Faktor psikososial seperti stres akibat pekerjaan, sikap tidak sabar, dan konflik dengan orang lain juga dapat meningkatkan risikonya.
Selain faktor-faktor itu, obat-obatan juga dapat menimbulkan peningkatan tekanan darah. Seperti obat penghilang rasa nyeri; ibuprofen. Lalu obat hormon, seperti pil kontrasepsi, obat penurun berat badan yang biasa dikonsumsi oleh kaum milenial, hingga agen stimulan seperti nikotin.
Selain itu, usia juga menjadi faktor lain penyebab hipertensi, bahkan etnis Amerika keturunan Afrika menempati risiko tertinggi terkena hipertensi. Keturunan juga merupakan faktor penyebab hipertensi. Beberapa peneliti meyakini bahwa 30-60 persen kasus hipertensi adalah diturunkan secara genetis.
Baca Juga:Tips Menjaga Cinta dalam Hubungan Jarak Jauh
Lantas bagaimana mencegahnya? Menurut InaSH, tindakan pencegahan primer seperti melakukan lebih banyak aktivitas fisik, serta menjaga pola makan yang teratur dan sehat. Mengurangi takaran garam dan MSG yang ada di makanan. Yang pasti berhenti merokok atau mengkonsumi minuman beralkohol. Dan yang terakhir adalah rutin memeriksakan kondisi kesehatan ke dokter.
Tindakan selanjutnya adalah pencegahan sekunder, yaitu mencegah komplikasi pada penderita hipertensi dengan cara pengobatan rutin. Memeriksakan tekanan darah dengan rutin, minum obat-obatan secara teratur. Selain itu rutin memeriksakan diri ke dokter untuk mengetahui ada atau tidaknya komplikasi yang disebabkan oleh hipertensi.

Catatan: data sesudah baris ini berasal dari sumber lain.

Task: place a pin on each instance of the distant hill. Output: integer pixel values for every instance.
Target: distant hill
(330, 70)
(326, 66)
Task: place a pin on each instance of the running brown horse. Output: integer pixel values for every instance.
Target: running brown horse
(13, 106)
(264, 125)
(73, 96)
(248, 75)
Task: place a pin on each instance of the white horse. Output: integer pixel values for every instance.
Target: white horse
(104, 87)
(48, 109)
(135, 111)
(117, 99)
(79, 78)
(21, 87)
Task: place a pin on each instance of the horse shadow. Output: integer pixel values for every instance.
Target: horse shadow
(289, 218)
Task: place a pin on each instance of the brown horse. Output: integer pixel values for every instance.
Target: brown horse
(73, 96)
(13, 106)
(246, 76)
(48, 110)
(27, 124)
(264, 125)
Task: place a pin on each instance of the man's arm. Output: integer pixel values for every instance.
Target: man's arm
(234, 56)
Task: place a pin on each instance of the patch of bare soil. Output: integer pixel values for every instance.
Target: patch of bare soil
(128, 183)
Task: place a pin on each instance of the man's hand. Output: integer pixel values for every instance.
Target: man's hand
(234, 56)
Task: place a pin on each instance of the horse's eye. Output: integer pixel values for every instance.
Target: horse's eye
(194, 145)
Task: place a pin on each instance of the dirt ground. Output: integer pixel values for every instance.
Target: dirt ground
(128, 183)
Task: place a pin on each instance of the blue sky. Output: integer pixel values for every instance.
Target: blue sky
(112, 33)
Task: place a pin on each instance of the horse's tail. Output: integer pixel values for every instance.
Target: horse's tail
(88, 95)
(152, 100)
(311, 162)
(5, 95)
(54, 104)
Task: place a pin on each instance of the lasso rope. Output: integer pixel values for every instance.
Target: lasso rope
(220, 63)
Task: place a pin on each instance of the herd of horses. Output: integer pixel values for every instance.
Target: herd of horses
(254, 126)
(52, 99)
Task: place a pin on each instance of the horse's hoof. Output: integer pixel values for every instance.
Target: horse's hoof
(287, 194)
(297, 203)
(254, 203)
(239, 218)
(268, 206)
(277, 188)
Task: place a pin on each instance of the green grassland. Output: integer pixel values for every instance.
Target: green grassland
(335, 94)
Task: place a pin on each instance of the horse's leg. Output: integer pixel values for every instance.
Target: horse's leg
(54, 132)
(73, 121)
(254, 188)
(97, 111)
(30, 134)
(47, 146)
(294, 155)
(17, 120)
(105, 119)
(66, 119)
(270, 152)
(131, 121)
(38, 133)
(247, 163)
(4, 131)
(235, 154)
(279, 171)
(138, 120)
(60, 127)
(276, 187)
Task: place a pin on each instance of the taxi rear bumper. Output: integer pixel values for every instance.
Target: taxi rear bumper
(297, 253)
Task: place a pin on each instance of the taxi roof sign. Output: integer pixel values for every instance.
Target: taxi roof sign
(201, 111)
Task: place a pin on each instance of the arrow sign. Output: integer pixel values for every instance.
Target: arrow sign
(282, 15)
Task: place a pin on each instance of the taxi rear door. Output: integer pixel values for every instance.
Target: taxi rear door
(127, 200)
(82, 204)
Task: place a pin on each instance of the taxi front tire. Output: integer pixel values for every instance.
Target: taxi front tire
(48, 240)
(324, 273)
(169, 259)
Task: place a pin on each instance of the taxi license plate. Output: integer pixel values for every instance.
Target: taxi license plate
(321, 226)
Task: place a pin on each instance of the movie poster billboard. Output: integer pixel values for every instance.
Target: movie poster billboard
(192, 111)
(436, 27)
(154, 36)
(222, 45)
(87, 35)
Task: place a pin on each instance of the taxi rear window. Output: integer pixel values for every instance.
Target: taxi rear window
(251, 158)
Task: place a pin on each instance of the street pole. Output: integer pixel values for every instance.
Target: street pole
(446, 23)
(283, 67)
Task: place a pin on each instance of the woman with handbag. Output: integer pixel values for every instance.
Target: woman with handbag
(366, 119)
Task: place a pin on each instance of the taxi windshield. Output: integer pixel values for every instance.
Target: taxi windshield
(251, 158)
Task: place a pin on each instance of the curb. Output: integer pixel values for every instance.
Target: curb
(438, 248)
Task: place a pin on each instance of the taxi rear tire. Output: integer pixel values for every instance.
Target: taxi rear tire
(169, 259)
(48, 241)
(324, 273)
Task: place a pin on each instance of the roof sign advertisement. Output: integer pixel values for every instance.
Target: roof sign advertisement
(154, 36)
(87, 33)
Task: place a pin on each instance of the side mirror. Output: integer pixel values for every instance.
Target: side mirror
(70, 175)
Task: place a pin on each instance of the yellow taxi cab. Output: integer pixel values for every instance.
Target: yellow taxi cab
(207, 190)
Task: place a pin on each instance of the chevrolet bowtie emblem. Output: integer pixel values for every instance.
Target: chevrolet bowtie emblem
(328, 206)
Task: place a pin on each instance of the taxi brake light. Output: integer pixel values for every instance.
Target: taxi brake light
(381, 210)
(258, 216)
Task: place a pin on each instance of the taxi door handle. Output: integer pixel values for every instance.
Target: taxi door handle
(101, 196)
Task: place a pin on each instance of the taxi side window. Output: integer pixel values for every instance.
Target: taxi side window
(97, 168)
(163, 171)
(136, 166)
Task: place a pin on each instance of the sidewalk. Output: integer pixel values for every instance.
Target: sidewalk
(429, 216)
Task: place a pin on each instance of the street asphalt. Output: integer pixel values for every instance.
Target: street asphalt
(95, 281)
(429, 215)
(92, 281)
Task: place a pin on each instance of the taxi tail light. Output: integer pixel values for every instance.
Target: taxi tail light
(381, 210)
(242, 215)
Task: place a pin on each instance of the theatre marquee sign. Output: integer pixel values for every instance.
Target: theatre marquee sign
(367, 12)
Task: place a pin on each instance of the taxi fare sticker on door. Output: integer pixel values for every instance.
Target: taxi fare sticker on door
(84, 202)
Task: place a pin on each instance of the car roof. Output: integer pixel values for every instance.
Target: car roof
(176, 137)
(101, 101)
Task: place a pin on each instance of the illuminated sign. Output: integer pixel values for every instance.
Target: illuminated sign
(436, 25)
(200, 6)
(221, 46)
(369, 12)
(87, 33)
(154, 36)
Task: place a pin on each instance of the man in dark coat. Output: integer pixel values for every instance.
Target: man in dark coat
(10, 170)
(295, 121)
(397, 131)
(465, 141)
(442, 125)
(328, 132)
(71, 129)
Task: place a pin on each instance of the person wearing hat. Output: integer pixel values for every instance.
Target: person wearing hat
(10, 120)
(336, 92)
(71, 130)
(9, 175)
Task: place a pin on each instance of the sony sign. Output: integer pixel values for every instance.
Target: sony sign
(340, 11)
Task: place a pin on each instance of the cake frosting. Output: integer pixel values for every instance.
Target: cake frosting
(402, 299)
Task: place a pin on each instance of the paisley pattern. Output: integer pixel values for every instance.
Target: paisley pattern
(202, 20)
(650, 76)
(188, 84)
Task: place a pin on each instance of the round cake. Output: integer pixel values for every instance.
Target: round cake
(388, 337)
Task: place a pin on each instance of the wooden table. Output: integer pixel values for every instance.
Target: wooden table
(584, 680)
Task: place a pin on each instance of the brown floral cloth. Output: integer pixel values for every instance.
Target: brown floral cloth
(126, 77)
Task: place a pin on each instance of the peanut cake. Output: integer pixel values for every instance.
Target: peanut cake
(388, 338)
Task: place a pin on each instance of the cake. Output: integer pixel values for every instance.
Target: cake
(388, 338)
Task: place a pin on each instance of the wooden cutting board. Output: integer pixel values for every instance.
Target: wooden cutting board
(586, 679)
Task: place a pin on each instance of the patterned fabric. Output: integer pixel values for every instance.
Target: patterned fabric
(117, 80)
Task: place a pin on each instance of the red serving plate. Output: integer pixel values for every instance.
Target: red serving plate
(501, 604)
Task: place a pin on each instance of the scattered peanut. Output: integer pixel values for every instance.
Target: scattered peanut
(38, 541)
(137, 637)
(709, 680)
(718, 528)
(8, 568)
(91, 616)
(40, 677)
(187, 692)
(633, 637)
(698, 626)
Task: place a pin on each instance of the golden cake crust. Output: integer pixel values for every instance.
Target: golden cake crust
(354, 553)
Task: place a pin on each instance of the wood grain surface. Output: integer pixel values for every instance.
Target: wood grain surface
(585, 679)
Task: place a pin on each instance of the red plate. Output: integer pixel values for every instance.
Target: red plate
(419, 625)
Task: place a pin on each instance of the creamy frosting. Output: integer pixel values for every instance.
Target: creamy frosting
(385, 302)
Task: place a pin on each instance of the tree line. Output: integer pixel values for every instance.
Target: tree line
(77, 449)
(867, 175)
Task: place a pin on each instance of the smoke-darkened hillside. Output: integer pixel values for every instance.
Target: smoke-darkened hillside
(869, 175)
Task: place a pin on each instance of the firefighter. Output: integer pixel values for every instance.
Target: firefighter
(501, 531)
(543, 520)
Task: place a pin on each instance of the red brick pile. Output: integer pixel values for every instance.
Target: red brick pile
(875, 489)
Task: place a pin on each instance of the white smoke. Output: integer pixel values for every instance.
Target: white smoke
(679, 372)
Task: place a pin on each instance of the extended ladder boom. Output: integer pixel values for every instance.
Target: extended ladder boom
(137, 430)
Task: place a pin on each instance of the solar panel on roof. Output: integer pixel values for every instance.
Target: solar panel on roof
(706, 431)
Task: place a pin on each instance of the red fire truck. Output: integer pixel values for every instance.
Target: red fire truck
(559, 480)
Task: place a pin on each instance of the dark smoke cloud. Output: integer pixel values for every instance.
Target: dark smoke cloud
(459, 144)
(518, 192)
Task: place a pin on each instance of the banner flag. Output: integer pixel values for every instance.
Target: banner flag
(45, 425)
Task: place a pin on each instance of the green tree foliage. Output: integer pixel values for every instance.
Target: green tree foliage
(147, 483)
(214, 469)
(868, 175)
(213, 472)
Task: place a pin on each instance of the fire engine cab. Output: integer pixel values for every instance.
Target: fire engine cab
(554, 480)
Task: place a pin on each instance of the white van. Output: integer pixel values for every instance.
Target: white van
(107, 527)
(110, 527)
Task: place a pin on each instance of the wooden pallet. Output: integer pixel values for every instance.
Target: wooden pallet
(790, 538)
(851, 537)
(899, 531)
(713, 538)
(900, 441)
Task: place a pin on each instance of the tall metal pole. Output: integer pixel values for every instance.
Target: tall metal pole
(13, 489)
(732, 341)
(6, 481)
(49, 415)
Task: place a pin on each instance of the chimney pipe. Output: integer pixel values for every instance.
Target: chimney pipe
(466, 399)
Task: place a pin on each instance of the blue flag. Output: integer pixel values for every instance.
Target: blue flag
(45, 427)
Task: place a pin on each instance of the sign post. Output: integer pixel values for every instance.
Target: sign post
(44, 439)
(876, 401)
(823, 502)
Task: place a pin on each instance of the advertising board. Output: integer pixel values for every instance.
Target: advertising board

InaSH menghimbau kepada kaum milenial untuk rutin memeriksakan tekanan darah ke dokter. Pasalnya, hipertensi dianggap sebagai silent killer. Lantaran tidak menunjukkan suatu tanda-tanda khusus yang menandakan bahwa seseorang terkena hipertensi.
Sebaliknya, Dr. Paskariatne Probo Dewi Yamin, SpJP menyatakan bahwa keyakinan yang masyarakat tentang sakit kepala merupakan gejala hipertensi, tidak benar. Paskariatne menambahkan jika ada pasien yang mengeluhkan sakit kepala saat hipertensi, itu semata-mata hanya sakit kepala yang tidak ada hubungannya dengan hipertensi yang dimiliki oleh pasien.
Oleh karena itu, masyarakat di seluruh dunia khususnya kaum milenial harus sadar bahwa hipertensi tidak boleh disepelekan, namun justru butuh perhatian khusus.